Could the worst be over for Insys Therapeutics (NASDAQ:INSY)? The cannabinoid-focused biotech has been singing the blues for quite a while. Government investigations into its sales and marketing practices, plunging sales for its top product, and a major pipeline setback just a few days ago have caused the stock to sink.
Two recent announcements from Insys, however, just might hint at better days ahead for the beleaguered biotech. On Wednesday morning, Insys announced a significant development with the U.S. Department of Justice (DOJ) investigation into its past promotional practices for opioid drug Syndros. Insys also reported its second-quarter results after the market closed on Wednesday.
Based on these two announcements, there are three reasons that this marijuana stock could be ready to rebound. However, there's also one big reason why Insys could continue to flounder.
1. A pending settlement with the DOJ
Insys stock soared 17% on Wednesday after the company announced that it had reached an agreement in principle with the DOJ to settle the civil and criminal investigation into past sales and marketing practices for Subsys. A settlement has been a long time coming: The DOJ began investigating Insys in late 2013.
Perhaps the best news about the pending settlement is that Insys agreed to pay $150 million over five years. That's exactly the amount that the company already put aside in the third quarter of 2017. Because Insys has already taken the financial hit, the DOJ deal shouldn't affect the biotech's financial results very much.
There could still be a negative financial impact, though. Insys said that it could also have to make contingency-based payments "associated with certain events" of up to $75 million. If the settlement agreement is finalized, though, the company should be able to move past the issue that has been a major distraction for management.
2. Market share gains for Subsys
The drug at the center of the DOJ investigation, Subsys, continues to drag down Insys' overall revenue. However, there was some good news about Subsys in the company's Q2 results.
Insys CEO Saeed Motahari said that Subsys prescription volume "declined at a slower rate than the overall TIRF [transmucosal immediate-release fentanyl] market in the second quarter." He added that Insys' commercial efforts, including securing managed care reimbursements, educating patients, and sales team changes, "are showing signs of traction." Motahari pointed to Subsys gaining TIRF quarter-over-quarter market share for the first time in seven quarters as evidence of this traction.
In the second quarter of 2018, Subsys' market share among TIRF drugs climbed to 30.1%. That's the highest level for the drug since October 2017. One quarter of increased market share doesn't necessarily mean that sales for Subsys will increase going forward, but stabilization for the drug would be a big step in the right direction for Insys.
3. Momentum picking up for Syndros
In 2017, Insys launched Syndros, the third cannabinoid drug approved by the U.S. Food and Drug Administration (FDA). Motahari has stated that Insys will become "the top cannabinoid company in the U.S." If this goal is to be achieved, the company needs Syndros to be successful.

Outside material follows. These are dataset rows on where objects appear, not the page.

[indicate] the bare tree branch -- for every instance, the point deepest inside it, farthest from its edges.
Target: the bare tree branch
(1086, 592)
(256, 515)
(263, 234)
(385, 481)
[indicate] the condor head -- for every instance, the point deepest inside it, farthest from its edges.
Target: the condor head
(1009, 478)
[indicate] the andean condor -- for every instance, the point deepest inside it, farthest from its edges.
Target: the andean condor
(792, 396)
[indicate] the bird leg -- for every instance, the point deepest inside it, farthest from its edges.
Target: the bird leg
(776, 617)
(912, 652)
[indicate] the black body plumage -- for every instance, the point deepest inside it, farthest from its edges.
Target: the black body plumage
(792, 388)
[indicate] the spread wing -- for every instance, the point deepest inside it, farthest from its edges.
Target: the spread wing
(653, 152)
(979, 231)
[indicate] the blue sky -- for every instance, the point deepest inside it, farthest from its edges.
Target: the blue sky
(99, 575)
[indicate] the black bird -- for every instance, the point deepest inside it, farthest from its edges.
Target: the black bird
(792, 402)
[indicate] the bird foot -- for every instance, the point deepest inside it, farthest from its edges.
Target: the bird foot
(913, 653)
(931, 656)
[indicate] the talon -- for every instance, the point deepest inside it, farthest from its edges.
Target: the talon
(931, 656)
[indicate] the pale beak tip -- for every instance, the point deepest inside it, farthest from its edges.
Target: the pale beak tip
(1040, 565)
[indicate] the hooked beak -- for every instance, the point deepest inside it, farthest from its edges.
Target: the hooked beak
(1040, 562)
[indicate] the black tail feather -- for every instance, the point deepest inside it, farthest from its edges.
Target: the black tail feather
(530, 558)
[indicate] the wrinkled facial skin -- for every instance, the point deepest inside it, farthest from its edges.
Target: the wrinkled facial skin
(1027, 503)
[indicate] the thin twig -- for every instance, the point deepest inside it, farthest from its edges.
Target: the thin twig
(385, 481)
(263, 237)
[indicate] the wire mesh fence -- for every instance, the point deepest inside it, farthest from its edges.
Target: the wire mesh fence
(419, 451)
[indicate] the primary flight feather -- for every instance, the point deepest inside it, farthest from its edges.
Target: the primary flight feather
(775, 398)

Second-quarter results at least provided a hint that momentum could be picking up for Syndros. Motahari said that Q2 net revenue for Syndros jumped 56% higher than the first quarter. He attributed the nice gain to successful execution of the company's patient access and educational programs.
Motahari acknowledged, though, that the improvement was built "off a small base." Even with the sequential increase in revenue, sales for Syndros only totaled $1 million in the second quarter. However, it does appear that the biotech's commercialization efforts for its first cannabinoid are making an impact. That could bode well for Insys in the future.
Why a rebound might not happen
So is Insys a marijuana stock that's ready to bounce back in a big way? Not so fast. It's certainly good news that the DOJ investigation could be coming to an end and that there's improvement for Subsys and Syndros. But that doesn't mean that Insys is out of the woods yet.
The company's revenue in the second quarter plunged nearly 35% year over year to $38 million. Even with some positive signs for Subsys and Syndros, it still dropped from the $38.5 million reported in the first quarter of 2018.
Also, Insys' bottom line is worsening rather than getting better. The biotech's net loss in the second quarter of 2018 was nearly $27.4 million compared to a net loss of $8.2 million in the prior-year period and a net loss of $20.4 million in Q1 of 2018.
For the first time in a long time, there are reasons for some optimism about Insys. It's possible that short-sellers could begin covering their positions, helping to drive Insys' share price higher. However, there could still be a long way to go for this biotech to truly regain its footing.